Assembling a dream team without a single hire
I’ve been making great progress on CVOYA‘s first product — a “lifelong personal intelligence” that acts as the user’s second mind. It remembers your experiences, learns from your life, and evolves with you. Building it has been the most fun I’ve had in my career. More on the product and the name hopefully soon.
Using AI coding agents has greatly amplified me as a creator, architect, and developer. But at some point, even amplified, one person hits a wall. The codebase grew. Context-switching between backend services, the web UI, iOS, and infrastructure became a drag. The natural next step was obvious: build a team.
So I started the usual conversations. Potential co-founders, key hires. They’re still ongoing, but they take time. I thought about raising money to hire faster. And then a different thought occurred to me.
We live in a new world. Why follow the old playbook?
Instead of raising money to hire humans, what if I spent those dollars on LLM tokens and built the team myself? I get to define how they work, what they prioritize, how they collaborate. And they can work around the clock.
I’m certainly not the first to have this idea. There are likely many developers out there doing the same thing right now — wiring up AI agents in ways that improves their productivity.
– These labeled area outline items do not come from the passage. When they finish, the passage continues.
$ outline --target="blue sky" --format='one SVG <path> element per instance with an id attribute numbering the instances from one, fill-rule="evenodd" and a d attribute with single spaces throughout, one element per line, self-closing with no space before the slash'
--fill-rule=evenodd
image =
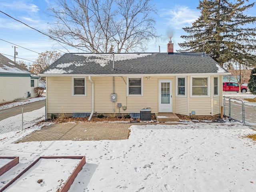
<path id="1" fill-rule="evenodd" d="M 36 29 L 47 32 L 49 22 L 52 18 L 45 13 L 50 0 L 1 0 L 0 10 L 22 21 Z M 252 3 L 253 1 L 250 0 Z M 152 42 L 148 45 L 147 52 L 158 52 L 158 45 L 161 52 L 166 52 L 166 44 L 168 41 L 168 32 L 172 31 L 173 37 L 172 39 L 174 43 L 174 50 L 179 49 L 179 42 L 184 40 L 180 37 L 186 33 L 182 28 L 190 26 L 200 14 L 196 9 L 198 0 L 152 0 L 152 2 L 158 10 L 155 17 L 156 21 L 156 28 L 158 33 L 161 35 L 161 40 L 155 44 Z M 247 13 L 248 15 L 256 16 L 255 6 Z M 6 41 L 18 45 L 18 58 L 34 61 L 38 57 L 38 54 L 23 48 L 23 47 L 35 52 L 41 53 L 55 48 L 64 52 L 67 51 L 49 38 L 32 30 L 25 25 L 0 12 L 0 53 L 9 55 L 5 56 L 13 60 L 15 46 Z M 70 51 L 72 49 L 69 48 Z M 17 58 L 17 60 L 23 60 L 27 64 L 31 61 Z"/>

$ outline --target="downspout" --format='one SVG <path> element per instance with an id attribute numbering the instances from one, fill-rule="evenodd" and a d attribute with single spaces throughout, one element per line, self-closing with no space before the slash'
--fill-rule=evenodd
<path id="1" fill-rule="evenodd" d="M 113 71 L 115 69 L 115 53 L 113 52 Z M 113 76 L 113 93 L 115 93 L 115 76 Z M 115 102 L 113 102 L 113 112 L 115 112 Z"/>
<path id="2" fill-rule="evenodd" d="M 88 121 L 90 121 L 93 115 L 93 112 L 94 110 L 94 84 L 93 81 L 91 79 L 91 76 L 89 76 L 89 80 L 92 83 L 92 112 L 91 114 L 90 115 Z"/>

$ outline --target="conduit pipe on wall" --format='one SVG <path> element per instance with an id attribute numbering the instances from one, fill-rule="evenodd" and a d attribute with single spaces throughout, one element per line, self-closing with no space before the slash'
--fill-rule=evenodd
<path id="1" fill-rule="evenodd" d="M 88 121 L 90 121 L 93 115 L 93 112 L 94 110 L 94 84 L 91 79 L 91 76 L 89 76 L 89 80 L 92 83 L 92 112 L 91 114 L 90 115 Z"/>

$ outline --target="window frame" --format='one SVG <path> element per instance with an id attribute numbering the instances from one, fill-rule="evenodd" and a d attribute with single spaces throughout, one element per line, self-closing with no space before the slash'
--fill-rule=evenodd
<path id="1" fill-rule="evenodd" d="M 33 81 L 33 86 L 31 86 L 32 85 L 32 81 Z M 30 87 L 35 87 L 35 80 L 34 79 L 30 79 Z"/>
<path id="2" fill-rule="evenodd" d="M 213 77 L 213 92 L 214 97 L 217 97 L 220 96 L 220 81 L 219 76 L 214 76 Z M 217 94 L 214 94 L 214 88 L 215 86 L 214 85 L 214 79 L 217 78 Z"/>
<path id="3" fill-rule="evenodd" d="M 193 95 L 193 79 L 194 78 L 207 78 L 207 94 L 200 95 Z M 209 76 L 193 76 L 190 77 L 190 97 L 210 97 L 210 77 Z"/>
<path id="4" fill-rule="evenodd" d="M 179 94 L 179 85 L 178 85 L 178 79 L 179 78 L 184 78 L 185 79 L 185 94 L 184 95 Z M 176 96 L 177 97 L 186 97 L 187 96 L 187 77 L 186 76 L 176 76 Z"/>
<path id="5" fill-rule="evenodd" d="M 75 79 L 84 79 L 84 94 L 75 94 L 75 86 L 74 85 Z M 72 77 L 72 96 L 74 97 L 86 97 L 86 77 L 76 76 Z"/>
<path id="6" fill-rule="evenodd" d="M 129 94 L 129 90 L 130 86 L 129 86 L 129 80 L 130 79 L 141 79 L 141 94 Z M 129 97 L 142 97 L 143 96 L 143 78 L 142 77 L 127 77 L 126 79 L 126 96 Z"/>

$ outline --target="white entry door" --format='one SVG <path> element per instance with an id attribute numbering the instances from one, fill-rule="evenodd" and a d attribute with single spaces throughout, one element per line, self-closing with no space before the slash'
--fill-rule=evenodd
<path id="1" fill-rule="evenodd" d="M 159 112 L 172 112 L 172 80 L 159 80 Z"/>

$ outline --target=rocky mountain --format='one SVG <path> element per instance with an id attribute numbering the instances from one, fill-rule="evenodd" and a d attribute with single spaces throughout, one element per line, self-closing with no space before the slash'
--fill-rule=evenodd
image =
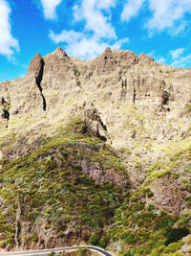
<path id="1" fill-rule="evenodd" d="M 190 255 L 191 69 L 62 48 L 0 83 L 0 247 Z"/>

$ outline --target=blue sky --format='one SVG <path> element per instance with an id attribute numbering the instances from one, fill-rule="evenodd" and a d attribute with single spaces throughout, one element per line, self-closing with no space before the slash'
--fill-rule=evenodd
<path id="1" fill-rule="evenodd" d="M 107 46 L 191 66 L 191 0 L 0 0 L 0 81 L 61 46 L 90 59 Z"/>

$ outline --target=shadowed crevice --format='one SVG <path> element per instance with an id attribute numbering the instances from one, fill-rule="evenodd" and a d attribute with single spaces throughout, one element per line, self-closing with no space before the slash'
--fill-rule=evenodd
<path id="1" fill-rule="evenodd" d="M 43 101 L 43 110 L 46 111 L 47 109 L 47 102 L 46 102 L 46 99 L 43 95 L 43 92 L 42 92 L 42 86 L 41 86 L 41 81 L 42 81 L 42 79 L 43 79 L 43 72 L 44 72 L 44 65 L 45 65 L 45 62 L 44 60 L 42 59 L 41 60 L 41 67 L 40 67 L 40 71 L 39 71 L 39 74 L 37 77 L 35 77 L 35 81 L 36 81 L 36 84 L 39 88 L 39 91 L 40 91 L 40 95 L 42 97 L 42 101 Z"/>

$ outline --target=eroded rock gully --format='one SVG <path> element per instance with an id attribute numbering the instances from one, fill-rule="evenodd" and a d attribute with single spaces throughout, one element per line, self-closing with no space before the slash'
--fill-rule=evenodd
<path id="1" fill-rule="evenodd" d="M 0 83 L 1 128 L 4 132 L 9 120 L 10 132 L 32 129 L 37 140 L 80 116 L 86 124 L 83 132 L 92 132 L 117 151 L 135 189 L 146 180 L 152 164 L 168 160 L 166 145 L 190 134 L 190 112 L 185 111 L 190 86 L 190 69 L 159 64 L 144 54 L 107 48 L 84 61 L 59 47 L 45 57 L 37 54 L 25 78 Z M 98 179 L 99 168 L 96 172 L 90 163 L 81 165 Z"/>

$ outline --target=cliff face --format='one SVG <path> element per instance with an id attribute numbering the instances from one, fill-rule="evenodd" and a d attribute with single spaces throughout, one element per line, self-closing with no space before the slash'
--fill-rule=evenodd
<path id="1" fill-rule="evenodd" d="M 71 220 L 75 216 L 76 220 L 73 221 L 76 226 L 80 221 L 81 226 L 89 226 L 89 231 L 84 235 L 83 228 L 80 229 L 82 233 L 76 233 L 70 221 L 63 221 L 62 229 L 56 229 L 53 220 L 46 217 L 46 214 L 40 214 L 39 209 L 44 212 L 49 208 L 47 205 L 53 207 L 57 197 L 63 195 L 53 197 L 53 205 L 45 197 L 42 203 L 36 206 L 39 208 L 36 210 L 36 218 L 39 221 L 36 221 L 38 225 L 35 227 L 32 224 L 34 221 L 32 221 L 31 217 L 22 220 L 25 203 L 28 205 L 28 212 L 32 211 L 31 207 L 35 207 L 35 202 L 31 204 L 28 201 L 29 198 L 31 201 L 33 197 L 30 194 L 31 190 L 38 191 L 36 197 L 43 197 L 40 194 L 41 186 L 45 186 L 46 182 L 55 181 L 45 178 L 44 175 L 46 175 L 50 170 L 55 174 L 56 170 L 58 174 L 61 174 L 63 169 L 69 170 L 67 182 L 75 180 L 77 184 L 86 184 L 85 190 L 88 190 L 88 186 L 92 187 L 93 183 L 82 181 L 82 175 L 90 178 L 94 186 L 100 186 L 100 191 L 104 191 L 101 186 L 105 183 L 118 187 L 122 198 L 115 194 L 117 192 L 114 188 L 111 189 L 111 193 L 114 193 L 115 206 L 108 210 L 111 218 L 109 222 L 116 221 L 113 219 L 116 209 L 123 213 L 127 211 L 119 208 L 117 201 L 131 197 L 133 199 L 127 206 L 129 210 L 132 210 L 131 207 L 134 207 L 135 203 L 144 205 L 144 210 L 153 204 L 156 213 L 159 210 L 166 214 L 183 215 L 184 218 L 188 218 L 191 157 L 190 91 L 191 69 L 173 68 L 156 63 L 152 58 L 144 54 L 136 56 L 131 51 L 112 51 L 110 48 L 100 57 L 89 61 L 70 58 L 60 47 L 46 57 L 37 54 L 32 59 L 25 78 L 1 82 L 1 192 L 8 193 L 8 184 L 11 184 L 14 195 L 10 200 L 7 194 L 1 198 L 2 225 L 10 223 L 11 227 L 9 232 L 13 234 L 1 238 L 2 246 L 30 246 L 30 241 L 32 240 L 30 238 L 32 231 L 34 234 L 32 246 L 37 244 L 43 247 L 86 241 L 91 230 L 95 230 L 94 225 L 90 228 L 88 221 L 80 221 L 80 214 L 85 206 L 79 209 L 76 216 L 72 210 L 68 210 L 67 213 Z M 72 123 L 73 128 L 69 125 Z M 67 126 L 70 128 L 67 129 Z M 56 141 L 58 137 L 59 142 L 53 144 L 53 140 Z M 53 139 L 52 144 L 48 143 L 50 139 Z M 39 151 L 45 151 L 44 145 L 49 145 L 48 151 L 41 154 Z M 32 154 L 35 154 L 35 157 L 30 158 Z M 32 166 L 32 159 L 34 159 L 35 166 Z M 54 162 L 53 166 L 49 163 L 52 166 L 50 170 L 47 169 L 47 161 Z M 33 177 L 31 178 L 32 182 L 37 182 L 38 186 L 27 190 L 27 186 L 31 186 L 27 181 L 29 170 L 33 170 Z M 38 177 L 41 172 L 45 173 Z M 17 177 L 14 176 L 15 174 L 18 174 Z M 6 181 L 6 176 L 11 179 L 11 183 Z M 19 183 L 16 178 L 24 178 L 26 181 Z M 20 191 L 19 186 L 23 186 L 25 193 Z M 61 187 L 57 190 L 61 190 Z M 80 191 L 79 194 L 83 191 L 82 187 L 69 191 L 72 193 L 71 191 L 77 189 Z M 51 193 L 51 190 L 48 186 L 47 191 Z M 51 195 L 49 193 L 48 195 Z M 90 195 L 87 197 L 89 198 Z M 62 199 L 58 202 L 59 207 L 69 207 L 68 204 L 61 205 Z M 110 199 L 108 198 L 105 200 Z M 102 207 L 104 203 L 100 200 L 97 204 Z M 11 215 L 8 220 L 5 216 L 9 207 L 12 209 L 12 216 Z M 144 210 L 142 208 L 135 211 L 141 213 Z M 106 212 L 101 214 L 101 218 L 105 218 Z M 133 212 L 128 213 L 129 216 Z M 62 219 L 58 213 L 54 215 L 59 221 Z M 35 217 L 35 213 L 33 216 Z M 45 227 L 47 221 L 52 225 L 51 230 Z M 131 232 L 135 231 L 135 227 L 123 223 L 123 221 L 120 221 L 121 230 L 129 228 Z M 172 223 L 175 224 L 176 221 L 174 220 Z M 105 234 L 109 222 L 103 220 L 99 224 L 97 222 L 96 228 L 101 227 L 101 231 L 98 231 L 99 236 Z M 186 226 L 185 229 L 188 230 L 189 227 Z M 110 234 L 112 231 L 108 232 Z M 35 235 L 38 233 L 39 237 Z M 120 237 L 118 231 L 116 233 L 118 234 L 117 240 L 122 241 L 122 244 L 132 244 L 127 239 L 124 242 L 125 235 Z M 107 240 L 112 244 L 114 236 L 111 235 L 110 239 L 108 237 Z M 11 244 L 5 242 L 9 239 L 11 241 Z M 135 247 L 138 246 L 138 243 L 141 244 L 133 243 Z M 142 243 L 145 244 L 146 241 Z"/>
This is just my version of the story: what I built, how it works, and what I learned along the way.
Tokens as the New Unit of Investment
Here’s a thought I keep coming back to: tokens are going to become part of how VCs invest in startups. Instead of — or alongside — cash for salaries, investors could negotiate bulk token capacity with LLM providers and offer it as a resource to portfolio companies. Maybe this is already happening and I just don’t know because I haven’t talked to VCs yet — I’m self-funding CVOYA for now. But the economics feel inevitable. A token bundle is a unit of labor that scales differently than a headcount.
The Recursive Insight
In one of my conversations with Mike Calcagno, he inspired me to think about using what I plan to offer end users as a way to build the product itself. The product gives users agent-driven intelligence with initiative, background processing, task delegation. What if I turned those same ideas inward? What if my AI developers each had their own memory, learned continuously from their work, and collaborated through the same tools my users will eventually use?
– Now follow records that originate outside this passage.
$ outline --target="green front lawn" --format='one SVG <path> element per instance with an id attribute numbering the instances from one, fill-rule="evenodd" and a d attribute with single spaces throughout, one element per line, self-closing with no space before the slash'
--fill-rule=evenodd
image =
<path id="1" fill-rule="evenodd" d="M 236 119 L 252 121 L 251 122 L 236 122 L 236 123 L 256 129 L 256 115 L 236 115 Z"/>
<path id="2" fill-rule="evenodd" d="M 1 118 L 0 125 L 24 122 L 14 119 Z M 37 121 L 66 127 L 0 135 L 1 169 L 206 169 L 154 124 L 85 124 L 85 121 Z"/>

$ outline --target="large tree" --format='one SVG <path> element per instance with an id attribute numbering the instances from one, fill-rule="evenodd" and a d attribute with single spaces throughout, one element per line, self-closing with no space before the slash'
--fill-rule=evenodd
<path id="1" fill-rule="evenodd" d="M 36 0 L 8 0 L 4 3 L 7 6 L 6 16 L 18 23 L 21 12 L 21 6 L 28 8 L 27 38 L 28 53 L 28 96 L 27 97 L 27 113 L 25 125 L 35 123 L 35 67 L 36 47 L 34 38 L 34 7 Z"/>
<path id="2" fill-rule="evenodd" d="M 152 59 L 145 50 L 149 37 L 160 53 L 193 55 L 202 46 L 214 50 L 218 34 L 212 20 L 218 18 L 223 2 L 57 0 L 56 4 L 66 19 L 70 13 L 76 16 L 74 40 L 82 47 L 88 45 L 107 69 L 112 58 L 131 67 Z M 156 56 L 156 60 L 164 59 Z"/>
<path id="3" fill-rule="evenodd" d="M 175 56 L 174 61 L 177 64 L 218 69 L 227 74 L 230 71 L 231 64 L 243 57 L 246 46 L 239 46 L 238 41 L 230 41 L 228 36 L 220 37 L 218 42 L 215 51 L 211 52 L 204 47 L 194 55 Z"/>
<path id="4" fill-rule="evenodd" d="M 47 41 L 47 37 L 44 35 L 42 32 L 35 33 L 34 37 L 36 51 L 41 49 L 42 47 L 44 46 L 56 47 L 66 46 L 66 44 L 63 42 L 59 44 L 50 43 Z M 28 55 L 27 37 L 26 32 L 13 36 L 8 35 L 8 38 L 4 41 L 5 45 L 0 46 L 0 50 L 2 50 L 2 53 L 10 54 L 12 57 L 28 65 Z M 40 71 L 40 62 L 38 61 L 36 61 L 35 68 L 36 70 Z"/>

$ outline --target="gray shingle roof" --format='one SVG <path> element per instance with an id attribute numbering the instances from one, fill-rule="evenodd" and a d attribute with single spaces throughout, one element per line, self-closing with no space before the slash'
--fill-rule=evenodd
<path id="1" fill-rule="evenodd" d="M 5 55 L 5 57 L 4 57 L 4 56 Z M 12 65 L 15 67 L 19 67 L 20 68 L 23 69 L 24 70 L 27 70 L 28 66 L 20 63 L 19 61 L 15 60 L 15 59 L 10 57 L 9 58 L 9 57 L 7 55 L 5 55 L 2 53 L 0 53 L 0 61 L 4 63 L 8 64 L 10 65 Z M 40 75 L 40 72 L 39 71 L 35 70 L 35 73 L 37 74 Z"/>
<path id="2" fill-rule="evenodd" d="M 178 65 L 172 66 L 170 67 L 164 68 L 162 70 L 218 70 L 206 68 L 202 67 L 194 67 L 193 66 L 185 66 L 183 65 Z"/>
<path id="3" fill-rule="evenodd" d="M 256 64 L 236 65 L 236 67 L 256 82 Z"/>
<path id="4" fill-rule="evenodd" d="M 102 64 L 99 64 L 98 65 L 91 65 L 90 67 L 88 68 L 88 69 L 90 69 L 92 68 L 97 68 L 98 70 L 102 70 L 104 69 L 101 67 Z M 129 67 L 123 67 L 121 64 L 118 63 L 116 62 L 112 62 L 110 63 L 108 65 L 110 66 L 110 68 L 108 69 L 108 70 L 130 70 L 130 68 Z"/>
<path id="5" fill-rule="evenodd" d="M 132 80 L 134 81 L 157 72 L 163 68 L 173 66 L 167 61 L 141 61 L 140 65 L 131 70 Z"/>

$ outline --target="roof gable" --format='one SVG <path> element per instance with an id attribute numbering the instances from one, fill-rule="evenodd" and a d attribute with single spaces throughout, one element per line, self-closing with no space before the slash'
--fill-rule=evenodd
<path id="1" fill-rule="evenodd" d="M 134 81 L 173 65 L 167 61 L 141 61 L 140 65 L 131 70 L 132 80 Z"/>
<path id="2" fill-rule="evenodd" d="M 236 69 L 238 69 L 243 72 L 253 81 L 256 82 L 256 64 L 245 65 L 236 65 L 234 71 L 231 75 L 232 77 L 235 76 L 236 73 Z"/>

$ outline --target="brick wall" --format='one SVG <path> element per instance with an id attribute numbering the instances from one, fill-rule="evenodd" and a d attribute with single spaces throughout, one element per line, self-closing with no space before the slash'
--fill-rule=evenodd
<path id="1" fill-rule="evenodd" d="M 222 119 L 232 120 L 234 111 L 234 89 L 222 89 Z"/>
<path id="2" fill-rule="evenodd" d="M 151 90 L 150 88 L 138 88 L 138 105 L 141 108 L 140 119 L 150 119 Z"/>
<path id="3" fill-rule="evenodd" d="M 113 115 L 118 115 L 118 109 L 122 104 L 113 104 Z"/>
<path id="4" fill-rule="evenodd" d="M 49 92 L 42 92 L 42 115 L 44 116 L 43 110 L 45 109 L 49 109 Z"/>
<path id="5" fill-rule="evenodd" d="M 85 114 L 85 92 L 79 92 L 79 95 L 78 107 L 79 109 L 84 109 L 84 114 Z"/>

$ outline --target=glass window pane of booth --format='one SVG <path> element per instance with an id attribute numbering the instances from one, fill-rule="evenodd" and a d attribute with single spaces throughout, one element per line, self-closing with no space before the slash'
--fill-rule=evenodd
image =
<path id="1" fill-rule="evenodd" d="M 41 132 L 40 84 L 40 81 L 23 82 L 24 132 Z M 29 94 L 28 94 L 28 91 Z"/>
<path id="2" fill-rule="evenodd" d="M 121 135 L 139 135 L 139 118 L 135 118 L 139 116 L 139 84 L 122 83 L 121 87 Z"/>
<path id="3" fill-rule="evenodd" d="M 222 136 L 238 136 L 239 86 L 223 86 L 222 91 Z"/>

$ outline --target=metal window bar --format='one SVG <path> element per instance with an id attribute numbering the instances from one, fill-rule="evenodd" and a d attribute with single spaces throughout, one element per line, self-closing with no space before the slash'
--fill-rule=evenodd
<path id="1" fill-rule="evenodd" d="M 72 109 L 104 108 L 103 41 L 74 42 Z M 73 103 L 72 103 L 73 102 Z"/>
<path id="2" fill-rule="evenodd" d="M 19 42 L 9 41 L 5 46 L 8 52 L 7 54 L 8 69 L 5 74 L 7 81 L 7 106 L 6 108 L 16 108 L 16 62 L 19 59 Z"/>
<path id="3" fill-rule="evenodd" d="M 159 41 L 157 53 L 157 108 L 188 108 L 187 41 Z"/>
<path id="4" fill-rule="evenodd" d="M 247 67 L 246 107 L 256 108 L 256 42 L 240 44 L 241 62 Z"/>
That’s what I built. In about a day.
Side note: Mike’s early feedback on the product has been instrumental. If it turns out to be even a little useful, the world should know.
The Team
I set up four developer agents, each running in its own container:
- Ada and Dijkstra — Backend specialists, named after Ada Lovelace and Edsger Dijkstra. .NET microservices, Entity Framework, PostgreSQL, service-to-service auth. They know the API layer, the MCP protocol, the database schema.
- Kay — Frontend specialist, named after Alan Kay. Next.js, React, SwiftUI. Handles the web app and can work on the iOS client.
- Hopper — Infrastructure specialist, named after Grace Hopper. CI/CD pipelines, container orchestration, deployment automation.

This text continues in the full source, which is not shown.